27.
Marty Boxer a roulé sur le dos en geignant, le souffle coupé. Il conservait encore des vestiges de la beauté fruste dont j’avais le souvenir, mais d’une façon différente – il était plus vieux, plus frêle, usé. Sa chevelure s’était clairsemée et son œil bleu autrefois si vivant semblait éteint.
Je ne l’avais pas revu depuis dix ans. Et ne lui avais plus parlé depuis vingt-deux.
— Qu’est-ce que tu fiches ici ? ai-je voulu savoir.
— Pour l’instant, a-t-il hoqueté, en basculant sur le flanc, je me fais tabasser par ma propre fille.
J’ai senti quelque chose de dur dépasser de la poche de sa veste. J’en ai retiré un vieux Smith & Wesson de service, calibre .40.
— C’est quoi ce joujou ? Ta façon de dire bonjour ?
— On vit dans un monde dangereux, m’a-t-il fait avec un nouveau gémissement.
Je l’ai lâché. Il m’offensait la vue, faisant resurgir dans une illumination soudaine de vieux souvenirs, refoulés depuis des années. Je ne lui ai pas proposé de l’aider à se relever.
— Qu’est-ce que tu avais à me suivre ?
Lentement, il s’est mis en position assise.
— On va dire que tu ignorais que ton vieux père venait te faire une petite visite, Bouton d’Or.
— S’il te plaît, ne m’appelle pas comme ça, lui ai-je balancé.
Bouton d’Or, c’était le surnom qu’il me donnait quand j’avais sept ans et qu’il était encore avec nous à la maison. Celui de Cat, ma sœur, était Libellule. Réentendre ce petit nom me ramena une bouffée de mauvais souvenirs.
— Tu crois que tu peux rappliquer comme ça après toutes ces années, me fiche une frousse bleue et t’en tirer les doigts dans le nez en m’appelant Bouton d’Or ? Je ne suis plus ta petite fille. Je suis lieutenant de la brigade criminelle.
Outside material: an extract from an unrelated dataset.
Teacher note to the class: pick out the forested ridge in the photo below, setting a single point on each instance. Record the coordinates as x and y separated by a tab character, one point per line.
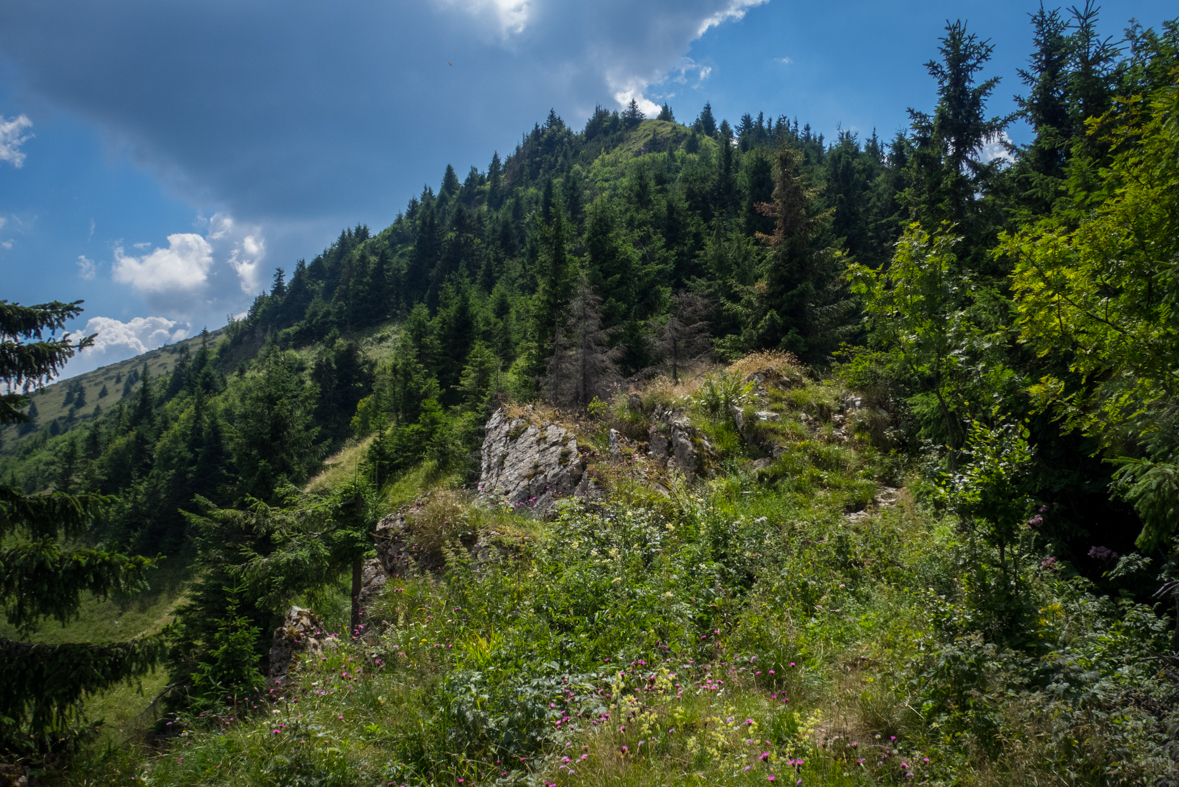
1009	321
— Je sais ça. Et tu viens de faire très fort, mon bébé.
— Dis-toi que t’as eu du bol, lui ai-je balancé en remettant le cran de sûreté de mon Glock en place.
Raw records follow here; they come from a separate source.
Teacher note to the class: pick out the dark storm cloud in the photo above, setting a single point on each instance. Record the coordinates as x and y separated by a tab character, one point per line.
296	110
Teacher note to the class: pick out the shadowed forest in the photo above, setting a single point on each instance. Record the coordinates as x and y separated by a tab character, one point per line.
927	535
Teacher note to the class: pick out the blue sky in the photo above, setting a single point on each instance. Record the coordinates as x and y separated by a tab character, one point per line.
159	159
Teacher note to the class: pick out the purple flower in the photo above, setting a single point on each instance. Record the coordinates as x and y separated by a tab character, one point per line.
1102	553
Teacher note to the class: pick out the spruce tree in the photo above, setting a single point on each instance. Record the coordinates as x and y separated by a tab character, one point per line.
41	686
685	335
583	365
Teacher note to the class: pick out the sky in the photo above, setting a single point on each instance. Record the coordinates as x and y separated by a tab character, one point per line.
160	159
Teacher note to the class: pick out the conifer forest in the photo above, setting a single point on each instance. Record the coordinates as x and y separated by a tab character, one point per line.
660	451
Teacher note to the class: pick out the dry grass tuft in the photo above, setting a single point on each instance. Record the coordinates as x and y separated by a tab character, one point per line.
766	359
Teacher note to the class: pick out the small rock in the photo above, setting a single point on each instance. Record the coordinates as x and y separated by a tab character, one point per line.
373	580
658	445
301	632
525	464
— À qui t’attendais-tu, bon Dieu ? m’a-t-il dit en se frottant les côtes.
— Pas d’importance. Ce qui compte, c’est la raison de ta présence ici.
Il a reniflé, l’air coupable.
— Décidément, je commence à piger, Bouton d’Or, que t’es pas vraiment enchantée de me revoir.
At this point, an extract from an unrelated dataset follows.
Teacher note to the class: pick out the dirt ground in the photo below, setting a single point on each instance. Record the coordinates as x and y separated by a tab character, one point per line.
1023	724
— J’en sais rien. Tu es malade ?
Ses yeux bleus ont étincelé.
— Un père peut pas venir voir son aînée sans qu’on lui demande pourquoi ?
J’ai examiné les rides de son visage.
— Je t’ai pas revu depuis dix ans et tu agis comme si ça remontait à la semaine dernière. Tu veux que je te mette au courant ? Je me suis mariée, j’ai divorcé. Je suis entrée à la crime. Aujourd’hui, je suis lieutenant. Je sais que c’est extrêmement résumé, mais te voilà au courant, papa.
— Tu crois qu’il s’est passé trop de temps pour que tu ne me considères plus comme un père ?
— Je sais pas comment tu me considères, ai-je répondu.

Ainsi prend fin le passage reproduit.